In a previous post, ‘What Do I Do with This Anger?’ I talked about the repressed anger I was feeling that manifested itself into depression. That post has led me to do a deeper dive into this very common, and often misunderstood emotion. Let’s begin here…
What is anger?
The dictionary definition of anger is, “a strong feeling of annoyance, displeasure, or hostility.”
To expand on that, I really liked how anger was described in this article from betterhelp.com:
“It’s important to note that anger is a normal, universal human emotion. There are a series of instances and events in life which can cause someone to become angry. Typically, anger arises when someone feels threatened, disturbed, or otherwise interrupted from a peaceful emotional state.

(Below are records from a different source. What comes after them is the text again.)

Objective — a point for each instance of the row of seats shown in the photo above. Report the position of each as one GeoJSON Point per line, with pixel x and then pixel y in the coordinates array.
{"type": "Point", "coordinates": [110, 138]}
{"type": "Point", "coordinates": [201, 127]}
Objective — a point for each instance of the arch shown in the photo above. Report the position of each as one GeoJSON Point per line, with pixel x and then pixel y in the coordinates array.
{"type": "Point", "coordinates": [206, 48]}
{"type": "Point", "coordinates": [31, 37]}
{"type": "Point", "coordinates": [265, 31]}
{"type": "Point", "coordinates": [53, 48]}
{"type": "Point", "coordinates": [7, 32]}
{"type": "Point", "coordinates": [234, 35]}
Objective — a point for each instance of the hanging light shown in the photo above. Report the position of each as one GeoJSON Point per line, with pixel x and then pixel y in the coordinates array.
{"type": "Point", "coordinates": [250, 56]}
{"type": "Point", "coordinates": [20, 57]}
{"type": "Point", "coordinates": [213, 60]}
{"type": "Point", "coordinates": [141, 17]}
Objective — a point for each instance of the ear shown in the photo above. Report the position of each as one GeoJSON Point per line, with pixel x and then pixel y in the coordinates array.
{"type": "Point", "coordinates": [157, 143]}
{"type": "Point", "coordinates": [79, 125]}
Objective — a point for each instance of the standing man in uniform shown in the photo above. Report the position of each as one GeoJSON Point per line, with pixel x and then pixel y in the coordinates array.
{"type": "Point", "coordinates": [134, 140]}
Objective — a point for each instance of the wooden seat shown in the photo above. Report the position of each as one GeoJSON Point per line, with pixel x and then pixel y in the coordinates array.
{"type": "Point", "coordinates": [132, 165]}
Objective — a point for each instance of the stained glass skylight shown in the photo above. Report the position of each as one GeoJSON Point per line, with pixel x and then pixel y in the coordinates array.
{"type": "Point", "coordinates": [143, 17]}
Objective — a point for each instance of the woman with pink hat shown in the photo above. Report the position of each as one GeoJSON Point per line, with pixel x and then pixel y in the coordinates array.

Anger can also be combined with other emotions, such as jealousy, sadness, or hopelessness.”
I also appreciate this statement, “Anger isn’t a bad emotion; however, when someone isn’t able to manage their anger in an appropriate way, bad things can happen.” This is an important point, distinguishing the difference between the emotion, and the response we have to this emotion.
I believe this is especially important for women, since we often feel compelled to suppress our anger for fear of hurting someones feelings, or being labeled as ‘that angry woman who’s so emotional.’ It’s very frustrating to have a justifiable reason to be angry, but instead of being heard, we’re judged on the emotions we have and how we express them.

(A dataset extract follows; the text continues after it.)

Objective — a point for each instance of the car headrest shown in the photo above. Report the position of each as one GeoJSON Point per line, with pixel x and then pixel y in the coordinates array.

So how do we (men and women) manage our anger?
There’s no shortage of expert writing on how to manage anger, or as it’s more commonly known, anger management. Just look at this screen shot of a quick Google search I did…
5 steps, 12 steps, 6 steps… I mean that’s a lot of stepping! How does someone choose which one to follow?

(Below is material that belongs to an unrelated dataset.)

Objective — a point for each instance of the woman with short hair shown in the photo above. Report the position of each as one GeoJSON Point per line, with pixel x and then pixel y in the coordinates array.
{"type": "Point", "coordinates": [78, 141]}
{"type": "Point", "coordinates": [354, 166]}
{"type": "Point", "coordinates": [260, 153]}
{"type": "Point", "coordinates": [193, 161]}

After a lot of searching, here are 5 anger management tips that make the most sense to me:
- Identifying triggers and warning signs. For me, a warning sign comes in the form of feeling frustrated. That’s my step one on the road to getting angry.
- Talk to someone who is a good listener. Luckily there are a few calm and patient people in my life who don’t mind listening to my rants and validating how a feel. Of course professional help is always and option too.
- Get physically active. Try breathing exercises, walking or working out. This works for me, especially when I’m really angry. I’ll exercise so hard that I’m too tired to be angry any more. Is that weird?
- Stop and count to ten. And that doesn’t mean count by fives… five, ten! 😆 This is an old one I’ve heard for as long as I can remember, but it does work!
- Reframe our thinking. Okay, I didn’t just lose my job, I received an opportunity to practice creative money management! 🙄 But seriously, this one really does help!
For me, it’s getting easier to manage my angry feelings as I get older. Maybe with maturity, things don’t bother me as much as they used to, which the people around me will be glad to hear I’m sure!
And that’s not to say there’s no upside to anger. Sometimes righteous anger can prompt us to get involved in correcting things that are not right or unjust. I’m thinking MADD (Mothers Against Drunk Drivers). Also, many civil rights movements began with people getting angry at the unjust way they were being treated.